We have all seen the news: card skimmers, check fraud and compromised accounts. With financial fraud on the rise, where does your financial institution stand in terms of losses, security and products to assist you in safeguarding your accounts and identity?

The American Bankers Association does a survey each year to determine the amount of fraudulent transactions against deposit accounts. In 2018 the total amount of fraudulent transactions was 25.1 billion, up from 19.1 billion in 2016. 

The addition of EMV chips has slightly decreased the amount of debit card fraud to 44%. However, losses incurred by check fraud — the payment method targeted most often — increased to 47%, while losses attributed to electronic banking transactions trailed at 9%.

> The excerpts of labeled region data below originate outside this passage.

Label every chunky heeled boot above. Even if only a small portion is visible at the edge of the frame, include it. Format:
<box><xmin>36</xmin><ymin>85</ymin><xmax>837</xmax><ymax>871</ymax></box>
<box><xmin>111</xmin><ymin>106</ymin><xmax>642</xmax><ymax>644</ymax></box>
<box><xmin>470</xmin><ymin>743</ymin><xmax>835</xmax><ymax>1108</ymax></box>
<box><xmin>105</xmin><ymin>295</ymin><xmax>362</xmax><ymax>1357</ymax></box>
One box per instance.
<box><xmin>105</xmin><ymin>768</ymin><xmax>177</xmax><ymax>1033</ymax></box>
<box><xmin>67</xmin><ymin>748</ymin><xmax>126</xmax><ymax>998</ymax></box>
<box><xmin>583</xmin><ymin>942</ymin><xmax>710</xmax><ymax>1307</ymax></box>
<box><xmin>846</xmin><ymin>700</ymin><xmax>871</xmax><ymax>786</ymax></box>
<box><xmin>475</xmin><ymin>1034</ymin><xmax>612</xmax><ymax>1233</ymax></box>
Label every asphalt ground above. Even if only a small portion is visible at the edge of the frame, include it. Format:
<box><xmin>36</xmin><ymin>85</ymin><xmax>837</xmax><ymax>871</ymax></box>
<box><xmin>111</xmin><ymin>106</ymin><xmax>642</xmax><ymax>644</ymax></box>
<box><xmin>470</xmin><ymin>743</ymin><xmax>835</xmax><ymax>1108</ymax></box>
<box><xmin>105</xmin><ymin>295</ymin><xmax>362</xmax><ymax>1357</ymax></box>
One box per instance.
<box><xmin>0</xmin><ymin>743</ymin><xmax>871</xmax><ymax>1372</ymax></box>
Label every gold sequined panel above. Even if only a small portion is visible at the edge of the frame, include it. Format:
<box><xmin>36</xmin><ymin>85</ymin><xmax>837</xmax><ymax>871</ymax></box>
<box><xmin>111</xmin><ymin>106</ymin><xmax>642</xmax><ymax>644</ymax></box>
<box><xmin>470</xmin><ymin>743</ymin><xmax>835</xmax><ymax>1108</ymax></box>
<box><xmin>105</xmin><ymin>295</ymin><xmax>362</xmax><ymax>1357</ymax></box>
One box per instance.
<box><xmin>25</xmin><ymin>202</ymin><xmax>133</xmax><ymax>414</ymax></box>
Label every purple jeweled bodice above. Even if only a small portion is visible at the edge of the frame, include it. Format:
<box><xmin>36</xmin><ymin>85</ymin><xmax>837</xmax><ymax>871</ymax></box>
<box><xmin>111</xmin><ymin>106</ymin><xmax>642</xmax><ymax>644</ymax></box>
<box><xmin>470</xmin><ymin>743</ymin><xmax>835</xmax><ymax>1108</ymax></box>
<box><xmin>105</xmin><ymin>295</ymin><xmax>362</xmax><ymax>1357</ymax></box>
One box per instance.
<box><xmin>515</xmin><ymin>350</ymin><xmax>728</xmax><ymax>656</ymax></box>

With recent data breaches and the presence of skimmers, businesses have become more conscious of the risk associated with fraud and identity theft.

Often, businesses do not consider checks to be as great of risk. However, as the numbers above show, the risk is greater.

Check fraud may not receive the media attention that credit/debit card, tax fraud and Social Security fraud do, but it is a big problem for U.S. companies.

A study by the Association for Financial Professionals found 71% of businesses surveyed in 2015 experienced actual or attempted check fraud.

Technology is a big reason check fraud remains such a significant crime.

Criminals can easily use a personal computer, software, and a high-quality color printer to produce realistic-looking checks that can often escape detection.

After all, businesses use the same tools to create legitimate checks for payment.

Additionally, because checks contain the following critical information criminals can mimic legitimate checks which helps them elude detection:

  • Business name
  • Address
  • Phone number
  • Bank name and address
  • Bank account and routing numbers
  • Signature

There are many steps one can take to lessen their exposure to fraud. Below are a few to consider:

  • Protect your checks.
  • Monitor your bank account for fraudulent transactions, including check washing where the dollar amount has been altered.
  • Consider enrolling in a check verification program such as Positive Pay

Turn on notifications that alert you to transactions such as deposits and withdrawals that exceed set limits.

  • Reduce the number of checks you write by enrolling in cash management services and utilizing ACH transactions to pay vendors and employees.
  • Download an app that allows you to turn your debit card on and off as needed, keeping it safe from skimming when not in use.
  • Turn on texting services to advise you when dollar amounts are exceeded, along with the transaction type and geographic location.

Criminals are being creative and aggressive in committing fraud.

Protect your business by implementing these safeguards on your account. It takes a lot less time to implement these safeguards than it does to close an account that has been compromised.

Antoinette Burnside is assistant vice president and product manager for Kennewick-based Community First Bank and HFG Trust.